# Happy Birthday Palladium



## kurtak (Aug 21, 2017)

Happy Birthday Ralph 8) 

Hope you have a GREAT day :!: :!: :!: 

Kurt


----------



## anachronism (Aug 21, 2017)

Many Happy Returns Ralph.

Jon


----------



## FrugalRefiner (Aug 21, 2017)

Happy Birthday Ralph!

Dave


----------



## nickvc (Aug 21, 2017)

Happy birthday Ralph.


----------



## UncleBenBen (Aug 21, 2017)

Have a great one, Ralph!!


----------



## goldsilverpro (Aug 21, 2017)

Happy Birthday, Ralph


----------



## Topher_osAUrus (Aug 21, 2017)

Happy birthday Ralph.
I even got you your own eclipse. :wink: 
Hopefully you can enjoy it.


----------



## 4metals (Aug 21, 2017)

Happy birthday Ralph.
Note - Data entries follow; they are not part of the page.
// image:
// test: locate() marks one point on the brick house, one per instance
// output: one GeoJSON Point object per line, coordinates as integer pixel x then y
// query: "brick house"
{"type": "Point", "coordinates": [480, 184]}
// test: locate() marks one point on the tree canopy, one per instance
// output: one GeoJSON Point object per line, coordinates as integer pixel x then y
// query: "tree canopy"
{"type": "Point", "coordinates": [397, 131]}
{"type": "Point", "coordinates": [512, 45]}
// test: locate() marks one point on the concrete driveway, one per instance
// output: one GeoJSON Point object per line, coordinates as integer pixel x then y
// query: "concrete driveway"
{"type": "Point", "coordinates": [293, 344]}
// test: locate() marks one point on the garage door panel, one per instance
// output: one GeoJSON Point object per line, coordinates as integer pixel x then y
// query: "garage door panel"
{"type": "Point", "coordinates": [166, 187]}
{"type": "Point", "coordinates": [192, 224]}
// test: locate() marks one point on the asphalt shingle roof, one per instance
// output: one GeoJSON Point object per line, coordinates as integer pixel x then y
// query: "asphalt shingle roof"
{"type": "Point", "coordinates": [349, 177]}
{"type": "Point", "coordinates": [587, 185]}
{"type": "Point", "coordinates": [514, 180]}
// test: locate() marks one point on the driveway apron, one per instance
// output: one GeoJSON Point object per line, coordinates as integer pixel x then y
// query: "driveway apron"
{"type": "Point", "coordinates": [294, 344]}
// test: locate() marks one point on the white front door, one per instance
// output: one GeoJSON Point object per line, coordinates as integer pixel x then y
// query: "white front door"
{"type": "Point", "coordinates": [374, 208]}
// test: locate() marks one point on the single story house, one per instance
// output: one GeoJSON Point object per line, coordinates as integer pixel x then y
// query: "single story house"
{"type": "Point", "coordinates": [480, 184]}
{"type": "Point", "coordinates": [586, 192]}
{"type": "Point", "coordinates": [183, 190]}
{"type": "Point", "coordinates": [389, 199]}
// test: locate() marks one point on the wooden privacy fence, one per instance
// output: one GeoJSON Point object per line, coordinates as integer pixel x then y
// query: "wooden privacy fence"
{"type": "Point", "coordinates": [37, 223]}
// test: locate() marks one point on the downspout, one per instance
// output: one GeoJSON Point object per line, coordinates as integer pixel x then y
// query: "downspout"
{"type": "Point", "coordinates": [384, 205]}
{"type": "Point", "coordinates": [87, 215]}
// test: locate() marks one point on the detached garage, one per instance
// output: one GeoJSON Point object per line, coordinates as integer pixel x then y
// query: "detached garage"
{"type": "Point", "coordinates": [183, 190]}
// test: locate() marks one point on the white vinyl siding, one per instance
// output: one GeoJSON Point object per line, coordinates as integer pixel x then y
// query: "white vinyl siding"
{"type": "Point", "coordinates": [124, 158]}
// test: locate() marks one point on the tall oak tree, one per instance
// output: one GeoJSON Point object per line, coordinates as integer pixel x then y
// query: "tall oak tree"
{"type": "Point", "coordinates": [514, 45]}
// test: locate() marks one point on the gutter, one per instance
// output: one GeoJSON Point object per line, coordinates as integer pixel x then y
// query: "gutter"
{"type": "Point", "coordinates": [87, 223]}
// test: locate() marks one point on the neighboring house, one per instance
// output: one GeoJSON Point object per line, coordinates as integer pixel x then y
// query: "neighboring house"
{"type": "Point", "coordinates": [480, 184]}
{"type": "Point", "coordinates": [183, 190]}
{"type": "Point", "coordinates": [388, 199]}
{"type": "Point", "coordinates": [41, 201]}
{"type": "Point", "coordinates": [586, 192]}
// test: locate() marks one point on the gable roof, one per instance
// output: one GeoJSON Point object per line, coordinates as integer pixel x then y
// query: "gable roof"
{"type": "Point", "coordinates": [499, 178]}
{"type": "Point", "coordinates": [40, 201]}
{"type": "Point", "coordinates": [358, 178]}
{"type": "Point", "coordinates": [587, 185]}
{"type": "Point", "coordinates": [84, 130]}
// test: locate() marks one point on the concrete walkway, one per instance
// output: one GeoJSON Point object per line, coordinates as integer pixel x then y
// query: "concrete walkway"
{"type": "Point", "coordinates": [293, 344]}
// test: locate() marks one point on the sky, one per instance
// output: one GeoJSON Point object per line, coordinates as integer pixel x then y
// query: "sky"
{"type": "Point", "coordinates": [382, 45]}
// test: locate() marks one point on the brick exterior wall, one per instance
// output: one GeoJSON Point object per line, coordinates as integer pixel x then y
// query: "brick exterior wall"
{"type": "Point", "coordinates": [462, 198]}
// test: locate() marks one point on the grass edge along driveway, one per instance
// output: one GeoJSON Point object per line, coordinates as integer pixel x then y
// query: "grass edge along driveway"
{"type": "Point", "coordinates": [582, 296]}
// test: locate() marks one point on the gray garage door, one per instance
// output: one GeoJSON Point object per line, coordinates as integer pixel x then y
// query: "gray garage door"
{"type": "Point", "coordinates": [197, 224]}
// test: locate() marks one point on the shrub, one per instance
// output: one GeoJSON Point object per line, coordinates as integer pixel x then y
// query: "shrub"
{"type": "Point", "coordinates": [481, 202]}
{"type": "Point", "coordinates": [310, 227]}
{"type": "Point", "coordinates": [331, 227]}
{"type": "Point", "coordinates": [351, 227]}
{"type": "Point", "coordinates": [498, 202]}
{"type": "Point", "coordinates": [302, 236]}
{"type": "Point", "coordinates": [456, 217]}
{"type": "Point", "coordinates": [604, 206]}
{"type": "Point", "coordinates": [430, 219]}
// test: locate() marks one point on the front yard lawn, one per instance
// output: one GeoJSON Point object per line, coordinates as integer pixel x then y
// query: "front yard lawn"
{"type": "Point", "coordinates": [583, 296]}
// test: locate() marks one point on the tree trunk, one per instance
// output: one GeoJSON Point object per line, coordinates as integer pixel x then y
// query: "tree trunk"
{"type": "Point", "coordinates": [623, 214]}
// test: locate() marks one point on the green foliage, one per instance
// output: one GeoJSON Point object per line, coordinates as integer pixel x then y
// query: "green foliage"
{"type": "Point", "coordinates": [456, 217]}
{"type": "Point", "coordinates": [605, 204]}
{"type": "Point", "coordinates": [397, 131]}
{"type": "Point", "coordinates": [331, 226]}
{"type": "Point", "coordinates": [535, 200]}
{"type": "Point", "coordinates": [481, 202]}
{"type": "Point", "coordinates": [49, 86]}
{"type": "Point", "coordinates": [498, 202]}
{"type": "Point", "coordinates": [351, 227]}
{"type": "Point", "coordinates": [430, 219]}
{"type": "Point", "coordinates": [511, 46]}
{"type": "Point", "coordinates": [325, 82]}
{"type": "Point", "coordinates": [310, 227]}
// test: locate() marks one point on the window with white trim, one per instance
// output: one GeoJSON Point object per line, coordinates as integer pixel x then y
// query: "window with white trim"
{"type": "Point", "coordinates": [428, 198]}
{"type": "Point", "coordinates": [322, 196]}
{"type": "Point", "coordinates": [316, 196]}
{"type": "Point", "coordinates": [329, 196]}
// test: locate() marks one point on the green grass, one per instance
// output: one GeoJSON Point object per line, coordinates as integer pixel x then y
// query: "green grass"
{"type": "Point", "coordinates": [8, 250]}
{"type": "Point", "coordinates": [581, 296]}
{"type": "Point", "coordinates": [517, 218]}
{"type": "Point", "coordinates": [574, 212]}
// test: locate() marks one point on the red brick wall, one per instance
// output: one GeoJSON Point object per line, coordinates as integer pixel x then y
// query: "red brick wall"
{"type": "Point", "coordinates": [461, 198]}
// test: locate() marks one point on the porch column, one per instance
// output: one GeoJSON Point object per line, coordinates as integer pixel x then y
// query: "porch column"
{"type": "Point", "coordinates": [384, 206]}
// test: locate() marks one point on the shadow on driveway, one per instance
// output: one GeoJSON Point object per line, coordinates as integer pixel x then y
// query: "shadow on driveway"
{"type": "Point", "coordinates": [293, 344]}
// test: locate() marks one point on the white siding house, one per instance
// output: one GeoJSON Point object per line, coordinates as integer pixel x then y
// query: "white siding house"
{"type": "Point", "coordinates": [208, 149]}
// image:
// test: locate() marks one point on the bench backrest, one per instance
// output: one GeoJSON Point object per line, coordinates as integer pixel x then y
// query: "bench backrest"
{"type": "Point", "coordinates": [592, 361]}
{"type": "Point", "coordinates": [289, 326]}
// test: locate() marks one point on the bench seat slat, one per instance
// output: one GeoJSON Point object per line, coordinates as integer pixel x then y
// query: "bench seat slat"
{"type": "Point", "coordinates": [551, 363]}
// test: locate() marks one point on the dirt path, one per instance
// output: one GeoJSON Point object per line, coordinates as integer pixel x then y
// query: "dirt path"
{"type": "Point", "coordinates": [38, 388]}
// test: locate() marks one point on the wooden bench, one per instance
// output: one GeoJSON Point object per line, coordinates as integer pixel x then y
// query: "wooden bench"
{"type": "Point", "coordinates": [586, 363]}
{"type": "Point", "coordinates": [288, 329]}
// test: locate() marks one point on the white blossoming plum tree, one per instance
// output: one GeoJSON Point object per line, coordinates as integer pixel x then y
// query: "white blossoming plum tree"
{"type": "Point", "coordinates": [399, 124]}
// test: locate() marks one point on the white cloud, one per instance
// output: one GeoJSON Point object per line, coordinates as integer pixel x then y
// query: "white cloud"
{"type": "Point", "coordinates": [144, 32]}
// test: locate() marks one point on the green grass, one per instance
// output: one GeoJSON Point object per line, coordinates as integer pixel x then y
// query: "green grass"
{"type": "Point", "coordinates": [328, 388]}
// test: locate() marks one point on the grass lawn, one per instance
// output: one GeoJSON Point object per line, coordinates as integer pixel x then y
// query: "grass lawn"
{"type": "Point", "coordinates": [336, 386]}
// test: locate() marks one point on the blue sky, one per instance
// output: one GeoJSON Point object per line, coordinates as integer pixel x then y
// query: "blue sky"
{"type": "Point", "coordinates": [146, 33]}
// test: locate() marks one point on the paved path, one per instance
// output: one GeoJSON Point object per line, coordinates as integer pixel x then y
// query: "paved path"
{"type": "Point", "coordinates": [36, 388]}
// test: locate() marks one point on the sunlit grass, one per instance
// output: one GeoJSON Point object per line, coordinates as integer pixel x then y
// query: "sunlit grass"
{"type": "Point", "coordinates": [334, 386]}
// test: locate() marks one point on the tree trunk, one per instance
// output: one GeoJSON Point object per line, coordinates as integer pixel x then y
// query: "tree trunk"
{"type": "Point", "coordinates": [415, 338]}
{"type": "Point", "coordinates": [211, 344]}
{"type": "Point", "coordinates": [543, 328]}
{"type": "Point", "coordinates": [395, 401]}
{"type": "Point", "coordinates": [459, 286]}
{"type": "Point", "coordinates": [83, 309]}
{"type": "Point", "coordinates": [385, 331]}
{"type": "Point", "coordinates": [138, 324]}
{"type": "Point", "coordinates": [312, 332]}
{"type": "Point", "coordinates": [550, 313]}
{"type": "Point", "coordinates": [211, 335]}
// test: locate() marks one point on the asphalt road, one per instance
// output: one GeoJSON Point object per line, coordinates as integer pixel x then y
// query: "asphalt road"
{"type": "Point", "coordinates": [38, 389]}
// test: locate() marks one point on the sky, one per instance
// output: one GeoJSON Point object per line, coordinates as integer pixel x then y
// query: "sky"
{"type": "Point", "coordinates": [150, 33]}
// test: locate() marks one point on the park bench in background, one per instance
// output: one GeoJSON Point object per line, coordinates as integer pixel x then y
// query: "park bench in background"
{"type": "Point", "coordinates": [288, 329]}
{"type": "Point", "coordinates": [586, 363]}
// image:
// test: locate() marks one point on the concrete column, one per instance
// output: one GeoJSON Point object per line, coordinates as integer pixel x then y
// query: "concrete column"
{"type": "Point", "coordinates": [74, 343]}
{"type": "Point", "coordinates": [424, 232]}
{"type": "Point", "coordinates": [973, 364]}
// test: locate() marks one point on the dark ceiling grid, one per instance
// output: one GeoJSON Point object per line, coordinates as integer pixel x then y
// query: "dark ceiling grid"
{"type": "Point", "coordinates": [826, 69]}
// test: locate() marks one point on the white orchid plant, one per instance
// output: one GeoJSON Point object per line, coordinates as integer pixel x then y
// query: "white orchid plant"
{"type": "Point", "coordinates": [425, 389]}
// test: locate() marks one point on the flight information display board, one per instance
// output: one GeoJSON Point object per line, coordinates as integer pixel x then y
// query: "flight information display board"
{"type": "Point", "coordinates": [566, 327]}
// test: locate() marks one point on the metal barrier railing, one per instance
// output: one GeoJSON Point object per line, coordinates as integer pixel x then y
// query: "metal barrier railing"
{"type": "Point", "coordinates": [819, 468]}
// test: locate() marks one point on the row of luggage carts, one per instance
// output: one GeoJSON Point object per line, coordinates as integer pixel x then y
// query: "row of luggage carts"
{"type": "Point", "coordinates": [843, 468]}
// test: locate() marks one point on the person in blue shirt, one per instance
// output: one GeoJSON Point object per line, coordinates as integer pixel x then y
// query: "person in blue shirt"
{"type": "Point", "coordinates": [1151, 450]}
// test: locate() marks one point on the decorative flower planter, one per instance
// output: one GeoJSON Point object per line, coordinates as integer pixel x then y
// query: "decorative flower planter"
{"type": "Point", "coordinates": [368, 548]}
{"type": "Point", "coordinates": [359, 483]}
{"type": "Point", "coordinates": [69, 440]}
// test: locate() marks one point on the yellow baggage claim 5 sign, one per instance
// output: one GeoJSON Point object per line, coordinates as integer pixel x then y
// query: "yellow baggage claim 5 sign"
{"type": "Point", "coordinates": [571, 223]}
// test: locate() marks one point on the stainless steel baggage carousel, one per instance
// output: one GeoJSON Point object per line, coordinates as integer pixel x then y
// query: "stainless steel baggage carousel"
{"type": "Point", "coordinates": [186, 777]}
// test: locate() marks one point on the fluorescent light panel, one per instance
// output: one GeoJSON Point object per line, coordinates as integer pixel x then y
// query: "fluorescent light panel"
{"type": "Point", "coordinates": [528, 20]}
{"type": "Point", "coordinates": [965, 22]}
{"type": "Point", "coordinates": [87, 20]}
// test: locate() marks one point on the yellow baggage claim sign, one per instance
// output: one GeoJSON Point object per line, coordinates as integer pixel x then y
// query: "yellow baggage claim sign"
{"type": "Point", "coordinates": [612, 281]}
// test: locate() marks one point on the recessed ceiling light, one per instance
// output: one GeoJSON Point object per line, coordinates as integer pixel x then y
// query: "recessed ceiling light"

Even the sun's celebrating today!


----------



## Topher_osAUrus (Aug 21, 2017)




----------



## g_axelsson (Aug 21, 2017)

Happy Birthday, Ralph!


----------



## patnor1011 (Aug 21, 2017)

Happy Birthday Ralph. And Happy Birthday to all of your alter ego in here incidentally they all do have the same age :mrgreen:


----------



## Shark (Aug 21, 2017)

Happy Birthday!


----------



## Palladium (Aug 22, 2017)

Thank you gentlemen for the warm birthday wishes. 
Today was a great day for a semicentennial birthday and a eclipse to boot!


----------



## butcher (Aug 22, 2017)

Have a good one heck have two or three.
We are given today only once in our lives, we cannot go back and do it over, it will never come again, make the best of it.


----------